Boswellia (Boswellia serrata)
Boswellia serrata is a tree prevalent in India, the Middle East and North Africa. The gummy resin obtained by peeling away the bark is commonly known as frankincense or olibanum. Also known as Indian frankincense, Boswellia is used widely in Ayurveda to treat arthritis, ulcerative colitis, coughs, sores, snakebites, and asthma. The major component is boswellic acid, which was shown in animal studies to be a potent 5-lipoxygenase inhibitor with anti-inflammatory and antiarthritic effects and cytotoxic (cancer cell killing) properties. It has also been shown to prevent the development of intestinal tumors in mouse models. Essential oil of boswellia also has antimicrobial activities. Data from clinical trials indicate effectiveness of boswellia for bronchial asthma, ulcerative colitis and osteoarthritis and muscular pain. Boswellia has also been investigated for its role in maintenance of Crohn’s disease remission.
Preliminary findings suggest boswellia’s effectiveness in reducing cerebral edema in patients with brain tumors following radiotherapy. Also, a boswellia-based cream was found to be effective in preventing skin damage due to radiotherapy in breast cancer patients.
Mechanisms of action: (This section is a bit technical, but provides an insight to the degree of understanding of this botanical)
Boswellic acid, the major constituent of boswellia, is thought to contribute to most of the herb’s pharmacological activities. In vitro and animal studies show that boswellic acid is anti-inflammatory by inhibiting 5-lipoxygenase and cyclooxygenase-1 (COX). It also inhibits the signaling pathways of the transcription factor, nuclear factor (NF-KappaB), in macrophages in mouse model of psoriasis, markedly decreasing the production of the pro-inflammatory key cytokine tumor necrosis factor (TNF-alpha).
Research on the cytotoxic effects of boswellic acid indicates that it induces p21 expression through a p53-independent pathway and causes apoptosis (programmed cell death) in glioma and leukemia cell lines. In addition, a Boswellia extract induced apoptosis in a cervical cancer cell line by inducing endoplasmic reticulum (ER) stress; other apoptotic mechanisms exhibited by Boswellia are via early generation of nitric oxide and reactive oxygen species that up-regulate time-dependent expression of p53/p21/PUMA, and by inhibiting microsomal prostaglandin E synthase-1 (mPGES-1) and decreasing the prostaglandin (PGE2) level and its downstream targets.

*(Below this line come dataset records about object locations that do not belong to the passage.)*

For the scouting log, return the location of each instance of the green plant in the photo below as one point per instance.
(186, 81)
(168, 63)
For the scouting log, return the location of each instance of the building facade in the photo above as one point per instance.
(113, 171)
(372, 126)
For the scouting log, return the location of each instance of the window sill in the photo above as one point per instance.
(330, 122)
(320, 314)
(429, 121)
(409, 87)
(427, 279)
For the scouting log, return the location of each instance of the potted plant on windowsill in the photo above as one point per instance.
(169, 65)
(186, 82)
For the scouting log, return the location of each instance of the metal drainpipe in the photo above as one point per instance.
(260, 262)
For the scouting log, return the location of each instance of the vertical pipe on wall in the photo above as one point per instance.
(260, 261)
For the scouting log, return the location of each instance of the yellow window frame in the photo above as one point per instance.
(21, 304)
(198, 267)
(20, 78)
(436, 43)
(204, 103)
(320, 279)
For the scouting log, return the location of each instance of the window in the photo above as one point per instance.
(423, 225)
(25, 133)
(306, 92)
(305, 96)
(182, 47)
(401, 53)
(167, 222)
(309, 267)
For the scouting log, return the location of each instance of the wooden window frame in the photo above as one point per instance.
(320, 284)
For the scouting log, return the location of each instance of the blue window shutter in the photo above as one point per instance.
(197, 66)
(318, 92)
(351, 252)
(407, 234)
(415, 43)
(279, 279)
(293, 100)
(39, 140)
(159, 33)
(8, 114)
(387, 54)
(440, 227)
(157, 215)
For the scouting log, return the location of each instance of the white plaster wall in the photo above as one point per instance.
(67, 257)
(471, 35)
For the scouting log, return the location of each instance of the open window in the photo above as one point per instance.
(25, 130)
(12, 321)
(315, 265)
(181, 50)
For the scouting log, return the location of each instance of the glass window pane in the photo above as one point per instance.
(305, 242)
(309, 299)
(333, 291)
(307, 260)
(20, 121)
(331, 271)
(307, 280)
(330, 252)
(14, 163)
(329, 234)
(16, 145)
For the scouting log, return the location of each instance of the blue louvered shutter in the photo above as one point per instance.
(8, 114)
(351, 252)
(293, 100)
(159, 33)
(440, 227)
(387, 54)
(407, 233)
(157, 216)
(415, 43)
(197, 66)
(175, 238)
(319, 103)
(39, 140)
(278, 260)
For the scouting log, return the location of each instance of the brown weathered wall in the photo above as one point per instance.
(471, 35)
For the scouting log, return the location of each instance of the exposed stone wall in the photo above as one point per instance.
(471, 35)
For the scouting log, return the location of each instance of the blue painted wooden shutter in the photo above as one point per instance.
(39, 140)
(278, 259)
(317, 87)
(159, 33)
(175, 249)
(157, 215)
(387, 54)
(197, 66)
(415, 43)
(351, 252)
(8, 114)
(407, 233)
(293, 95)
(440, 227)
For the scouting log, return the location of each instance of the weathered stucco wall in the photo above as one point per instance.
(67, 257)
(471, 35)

A semisynthetic analog of boswellic acid, 3-alpha-Butyryloxy-beta-boswellic acid, demonstrated significant growth inhibition in Ehrlich Ascitic Tumour (EAT), Ehrlich Ascitic Carcinoma (EAC) and Sarcoma- 180 tumour models, via down-regulation of NF-KappaB and by induction of poly (ADP-ribose) polymerase (PARP) cleavage. In other studies, acetyl-boswellic acids were shown to inhibit topoisomerases by competing with DNA for binding sites. Whereas acetyl-11-keto-beta-boswellic acid (AKBA) was found to inhibit human prostate tumor growth via inhibition of angiogenesis induced by VEGFR2 signaling pathways.
In vitro studies show gum resin extracts of Boswellia have antiplatelet effect by inhibiting clotting factors Xa and XIa.
Dosage
A typical dose of boswellia is 300 to 400 mg 3 times a day of an extract standardized to contain 37.5% boswellic acids. Some studies have used dosages as high as 1,200 mg 3 times daily.
Safety
In clinical trials of pharmaceutical grade standardized boswellia extract, no serious side effects have been reported. Crude herb preparations, however, may not be as safe as the specially manufactured extract. Safety in young children, pregnant or nursing women, or individuals with severe liver or kidney disease has not been established. Do not use boswellia if you are using using anticoagulant and/or antiplatelet drugs, as boswellia may increase risk of bleeding when used with these drugs.